Em 2020, as empresas passaram a figurar alertas, diminuir o alcance orgânico e derrubar posts que infringem regras de uso, como informações sem comprovação científica que “ameaçam a saúde pública” (cloroquina como cura à Covid-19), “glorificação da violência” (endosso à repressão de atos antirracismo) e “ameaça à integridade do processo eleitoral” (afirmações, sem comprovação, de que a votação pelo correio, nos EUA, seria fraudada).
A jornalista Patrícia Campos Mello, da Folha de S. Paulo, lembra em reportagem publicada nesta semana que “parte das mensagens rotuladas e com alcance reduzido era do próprio Trump, disseminando mensagens de que a votação seria fraudada e estimulando pessoas a votarem duas vezes, ‘só para garantir’”.
Certamente, contudo, as grandes redes sociais não se movimentaram contra as fake news por amor aos princípios iluministas, mas tão somente por serem empresas de comunicação e, nesta condição, sujeitas a perder “clientes” e, assim, dinheiro quando a credibilidade é comprometida.
Ou seja, chegou-se ao ponto em que os políticos começaram a dar prejuízo, sendo “expulsos” das redes tanto na publicidade quanto em inúmeros posts considerados “fakes”.
Obviamente, isto é muito positivo à democracia, a qual exige um mínimo de informação de confiança, por parte dos eleitores, para a decisão acerca de escolhas menos inconscientes.
Outra questão vital nos pleitos anteriores e ainda muito presente nos atuais – lá e cá – é justamente a tática da desconstrução, do ataque sistemático – com ou sem justificativa, ou seja, com os “adversários” carregando culpa ou inocência na Justiça. Não importa, desde que se ameace, grite, acuse e xingue mais.
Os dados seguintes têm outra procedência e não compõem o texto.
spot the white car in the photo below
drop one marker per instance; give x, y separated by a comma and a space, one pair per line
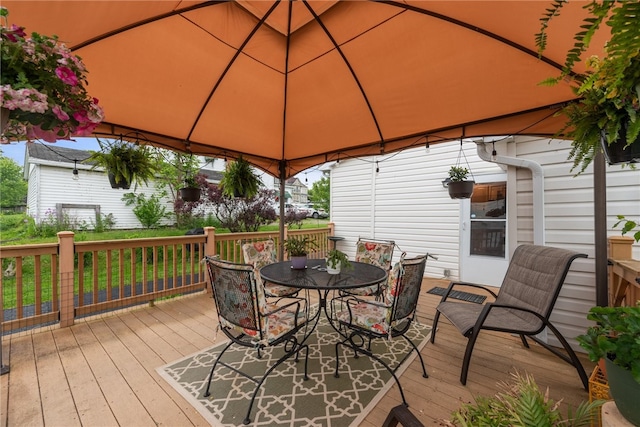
313, 212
A campanha de suposto “outsider incendiário” – de Nero tuiteiro – deu certo em 2016, lá, e 2018, aqui. Portanto, piromaníacos digitais continuam a incendiar postagens em redes sociais – especialmente as anônimas.
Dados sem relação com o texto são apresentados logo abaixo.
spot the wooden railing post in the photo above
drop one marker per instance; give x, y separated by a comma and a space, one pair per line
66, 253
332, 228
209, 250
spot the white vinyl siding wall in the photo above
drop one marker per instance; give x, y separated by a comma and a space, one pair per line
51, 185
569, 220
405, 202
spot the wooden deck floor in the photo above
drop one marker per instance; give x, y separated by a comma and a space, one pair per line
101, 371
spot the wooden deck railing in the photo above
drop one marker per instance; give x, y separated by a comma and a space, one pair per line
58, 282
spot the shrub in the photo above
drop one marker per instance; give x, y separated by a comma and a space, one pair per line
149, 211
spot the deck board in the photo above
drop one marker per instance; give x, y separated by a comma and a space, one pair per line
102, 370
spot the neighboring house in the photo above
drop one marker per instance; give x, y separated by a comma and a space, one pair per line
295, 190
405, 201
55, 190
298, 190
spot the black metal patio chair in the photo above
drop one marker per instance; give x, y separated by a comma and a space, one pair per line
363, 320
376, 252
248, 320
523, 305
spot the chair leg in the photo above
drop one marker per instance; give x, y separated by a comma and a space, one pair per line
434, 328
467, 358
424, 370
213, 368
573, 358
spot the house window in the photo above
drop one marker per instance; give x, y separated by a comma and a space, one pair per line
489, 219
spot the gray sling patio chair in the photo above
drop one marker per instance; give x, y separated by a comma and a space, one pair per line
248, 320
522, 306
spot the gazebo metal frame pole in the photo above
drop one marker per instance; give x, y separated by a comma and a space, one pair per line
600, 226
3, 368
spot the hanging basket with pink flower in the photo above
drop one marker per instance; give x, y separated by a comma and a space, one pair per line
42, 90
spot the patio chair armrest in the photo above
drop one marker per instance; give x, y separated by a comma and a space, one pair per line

Conscientemente ou não – até por existir um farto laranjal de coitados não só dispostos a fazer o trabalho sujo quanto a se colocar, inadvertidamente, à beira do espremedor da Justiça –, muitos ainda estão apostando na desinformação e no esculacho.
Razões não faltam, infelizmente. Nesta semana, na mesma reportagem da Folha de S. Paulo, comenta Pablo Ortellado, professor de gestão de políticas públicas da USP: “A gente sabe que fake news colabora em alguma medida, mesmo que seja para radicalizar as pessoas e fazer elas votarem”.
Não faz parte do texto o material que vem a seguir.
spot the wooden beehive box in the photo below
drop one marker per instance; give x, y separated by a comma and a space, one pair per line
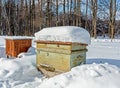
56, 57
14, 46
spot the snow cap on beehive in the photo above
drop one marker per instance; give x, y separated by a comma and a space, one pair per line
64, 34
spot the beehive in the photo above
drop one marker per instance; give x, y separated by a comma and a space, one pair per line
14, 46
61, 48
58, 57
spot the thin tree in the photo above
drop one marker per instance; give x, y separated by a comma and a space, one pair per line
94, 16
112, 18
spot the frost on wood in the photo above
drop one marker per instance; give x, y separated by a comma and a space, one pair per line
64, 34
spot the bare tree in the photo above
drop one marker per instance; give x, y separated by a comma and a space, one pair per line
112, 18
94, 16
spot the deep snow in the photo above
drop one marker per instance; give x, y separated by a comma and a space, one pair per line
101, 71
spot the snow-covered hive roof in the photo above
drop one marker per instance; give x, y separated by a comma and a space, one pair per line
64, 34
18, 37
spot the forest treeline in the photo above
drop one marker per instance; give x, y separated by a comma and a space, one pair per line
25, 17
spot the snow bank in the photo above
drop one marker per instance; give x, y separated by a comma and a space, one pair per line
86, 76
64, 34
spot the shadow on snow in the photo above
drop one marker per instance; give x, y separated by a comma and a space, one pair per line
103, 60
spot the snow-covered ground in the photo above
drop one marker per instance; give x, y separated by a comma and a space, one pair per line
101, 71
E segue o pesquisador: “O compartilhamento de mensagens desinformativas está muito associado a sentimentos fortes de raiva, ódio, medo e indignação, todos eles muito mobilizadores”.
“Não é à toa que o pessoal gasta dinheiro produzindo conteúdo desinformativo. Mas desinformação, sozinha, não ganha eleição. Ela faz parte de um grande conjunto de estratégias políticas. O que está claro é que, ao acirrar a polarização, a desinformação corrói a democracia”, conclui.
La, as eleições já se encerraram, indicando, independentemente do resultado, o arrefecimento das fake news; aqui, ainda seguem, com algumas explícitas apostas em desinformação e ostensividade.
Se como lá, a revalorização da política de conciliação, da lucidez, da verdade e de um mínimo de “empatia” também valerá para cá, logo saberemos. Para lembrar ao avesso a máxima atribuída ao imperador romano Júlio César, “o azar está lançado”!